Keep in mind that muon flux experiments typically measure muons that just pass through the detector, not muons that decay in the detector. The latter is a small fraction of the former, and to make things worse that fraction also depends on the muon energy.

 

[Sciencemaster]

I agree.

Keep in mind that muon flux experiments typically measure muons that just pass through the detector, not muons that decay in the detector. The latter is a small fraction of the former, and to make things worse that fraction also depends on the muon energy.

That's fair. Is there a way I can use the information I have to figure out the actual flux of muons, despite these difficulties?
Alternatively, perhaps I should look for another, similar experiment. I would imagine that the amount of muon decays per unit volume is related to the muon flux at that position.

 

[mfb]

If you want the total flux, look for muons that cross the detector. Use a second detector to only count simultaneous hits, that gets rid of most background.

Captures depend too much on the energy.

 

[Sciencemaster]

Unfortunately, I only had access to a single scintillator for this experiment, and as such I had to use the decay time as a part of background removal. The experiment only output decay times and counts, so as far as I'm aware, I don't have the energy either.

If I can't directly find total muon flux with the data I have, perhaps I can just compare this experiment to another that also measures muon decays in a detector. I would imagine the amount of decays detected would be proportional to the flux of muons at a given position.

 

[Vanadium 50]

Unfortunately, I only had access to a single scintillator for this experiment

Then you are likely looking only at noise.

 

[Sciencemaster]

Then you are likely looking only at noise.

Well, the idea is that by discriminating out any signals that aren't within 40 #\mu s# of each other, the apparatus pretty much only detects muon decays, with only some background that can be filtered out. Assuming that what the device detected were muon decays, I'd imagine it's mostly from cosmic rays.

 

[Vanadium 50]

Nature doesn't care what you think you are looking at. From your description, you are looking at noise. PMT noise is measured in kilohertz.
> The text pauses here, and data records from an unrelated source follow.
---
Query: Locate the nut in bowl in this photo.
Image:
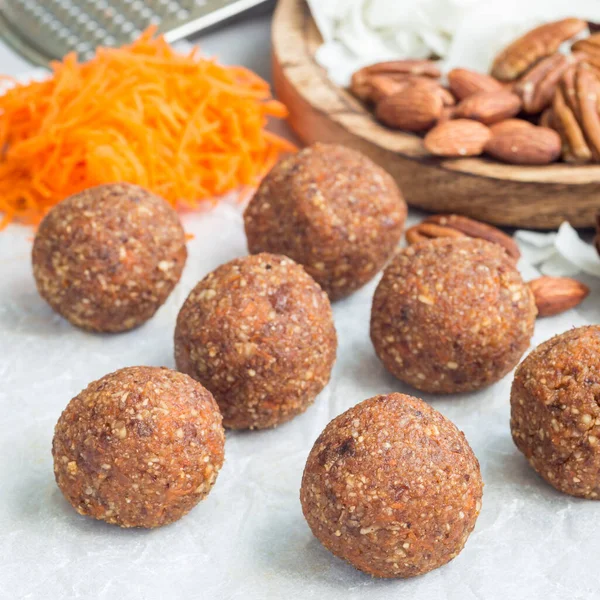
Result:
[351,18,600,166]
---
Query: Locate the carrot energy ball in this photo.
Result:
[175,254,337,429]
[510,325,600,500]
[300,394,483,577]
[32,183,187,332]
[371,237,537,393]
[52,367,225,527]
[244,144,406,300]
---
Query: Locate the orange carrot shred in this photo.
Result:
[0,28,296,229]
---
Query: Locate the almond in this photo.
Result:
[375,86,443,131]
[421,215,521,260]
[490,119,535,135]
[456,91,521,125]
[485,126,562,165]
[492,18,587,81]
[448,69,504,100]
[528,277,590,317]
[350,60,440,101]
[423,119,492,157]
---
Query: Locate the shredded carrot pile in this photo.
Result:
[0,30,295,228]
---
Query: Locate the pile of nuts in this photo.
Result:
[350,18,600,165]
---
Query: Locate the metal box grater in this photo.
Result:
[0,0,270,66]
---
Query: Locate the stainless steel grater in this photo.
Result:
[0,0,270,66]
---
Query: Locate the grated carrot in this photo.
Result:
[0,29,296,229]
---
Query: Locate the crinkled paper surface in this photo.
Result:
[0,204,600,600]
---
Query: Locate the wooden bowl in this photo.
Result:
[272,0,600,229]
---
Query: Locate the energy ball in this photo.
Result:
[300,394,483,577]
[510,325,600,500]
[32,183,187,332]
[244,144,406,300]
[52,367,225,527]
[371,237,537,394]
[175,253,337,429]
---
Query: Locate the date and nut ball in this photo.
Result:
[32,183,187,332]
[244,144,406,300]
[52,367,225,527]
[175,253,337,429]
[510,325,600,500]
[371,237,537,393]
[300,394,483,577]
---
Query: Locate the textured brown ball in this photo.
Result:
[510,325,600,500]
[244,144,406,300]
[52,367,225,527]
[32,183,187,332]
[175,254,337,429]
[300,394,483,577]
[371,238,537,393]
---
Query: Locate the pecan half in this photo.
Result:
[406,215,521,260]
[560,65,579,118]
[514,52,584,115]
[571,33,600,67]
[492,18,587,81]
[575,65,600,162]
[527,277,590,317]
[552,86,592,163]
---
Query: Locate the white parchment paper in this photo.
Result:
[0,204,600,600]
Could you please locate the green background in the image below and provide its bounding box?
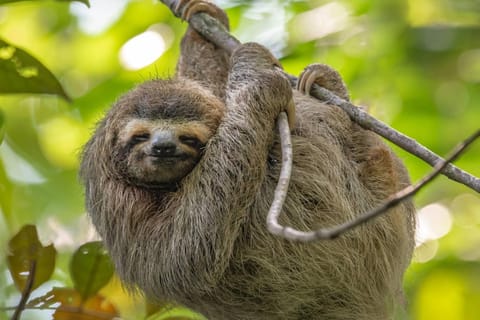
[0,0,480,320]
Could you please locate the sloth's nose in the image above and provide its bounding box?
[151,131,177,157]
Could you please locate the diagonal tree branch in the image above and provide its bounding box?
[161,0,480,193]
[267,130,480,242]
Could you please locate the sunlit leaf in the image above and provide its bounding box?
[0,110,5,144]
[147,306,207,320]
[7,225,57,291]
[70,241,113,298]
[0,38,70,100]
[27,288,118,320]
[0,0,90,7]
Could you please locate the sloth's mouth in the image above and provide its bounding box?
[148,153,191,164]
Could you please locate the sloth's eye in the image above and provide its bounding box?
[178,136,202,148]
[131,133,150,143]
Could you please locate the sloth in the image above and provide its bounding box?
[80,1,414,320]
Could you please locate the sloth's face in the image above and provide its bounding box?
[118,119,213,187]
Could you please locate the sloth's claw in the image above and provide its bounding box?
[297,63,349,100]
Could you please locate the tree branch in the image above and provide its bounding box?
[161,0,480,193]
[267,130,480,242]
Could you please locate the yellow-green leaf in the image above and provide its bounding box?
[0,110,5,144]
[0,39,70,100]
[70,241,114,298]
[27,288,118,320]
[7,225,57,291]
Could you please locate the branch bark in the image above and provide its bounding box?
[158,0,480,242]
[161,0,480,193]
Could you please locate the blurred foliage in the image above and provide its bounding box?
[0,0,480,320]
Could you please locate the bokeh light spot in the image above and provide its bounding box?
[416,203,452,246]
[120,30,166,70]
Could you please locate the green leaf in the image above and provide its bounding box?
[70,241,114,299]
[7,225,57,291]
[0,110,5,144]
[0,39,70,101]
[0,0,90,8]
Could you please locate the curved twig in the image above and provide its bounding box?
[161,0,480,193]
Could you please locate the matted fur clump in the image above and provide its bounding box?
[81,3,414,320]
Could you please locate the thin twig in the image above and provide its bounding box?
[11,260,37,320]
[267,112,293,234]
[267,130,480,242]
[158,0,480,193]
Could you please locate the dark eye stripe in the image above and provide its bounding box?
[130,133,150,143]
[178,135,203,149]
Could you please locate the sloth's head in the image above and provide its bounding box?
[93,80,224,189]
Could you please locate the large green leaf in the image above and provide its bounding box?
[7,225,57,291]
[70,241,114,299]
[27,288,118,320]
[0,0,90,7]
[0,39,70,100]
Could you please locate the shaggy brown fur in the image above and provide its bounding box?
[81,3,414,320]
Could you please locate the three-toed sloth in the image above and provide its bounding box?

Stopping cosmic rates are measured in millihertz.

 

[Sciencemaster]

Nature doesn't care what you think you are looking at. From your description, you are looking at noise. PMT noise is measured in kilohertz. Stopping cosmic rates are measured in millihertz.

I don't think it's just noise. By calculating the mean lifetime from the average time between pulses, I got something close to 2.2 #\mu s#. That seems unlikely if what I'm looking at is just noise.

 

[Sciencemaster]

Maybe the detections were just noise, maybe they weren't. Under the assumption that what was detected is comsic ray muons, is there a way to use my data to compare muon flux between my experiment and another done at a different position.

 

[Vanadium 50]

A few points to consider:

• "I got the answer in the back of the book" is a heckuva way to do science. Well, "science" anyway.
• If you have ~450 kHz of Poisson noise you will see pulses on average 2.2 us apart.
• 2.2 us is the wrong answer! The correct number is closer to 2.0 for reasons not discussed on this thread. If you are getting 2.2, you are doing something wrong.
• Oh. and one more: Calling yourself a "Science Master" doesn't make you one.

 

[Sciencemaster]

Alright, thank you for your time and help! I really appreciate it!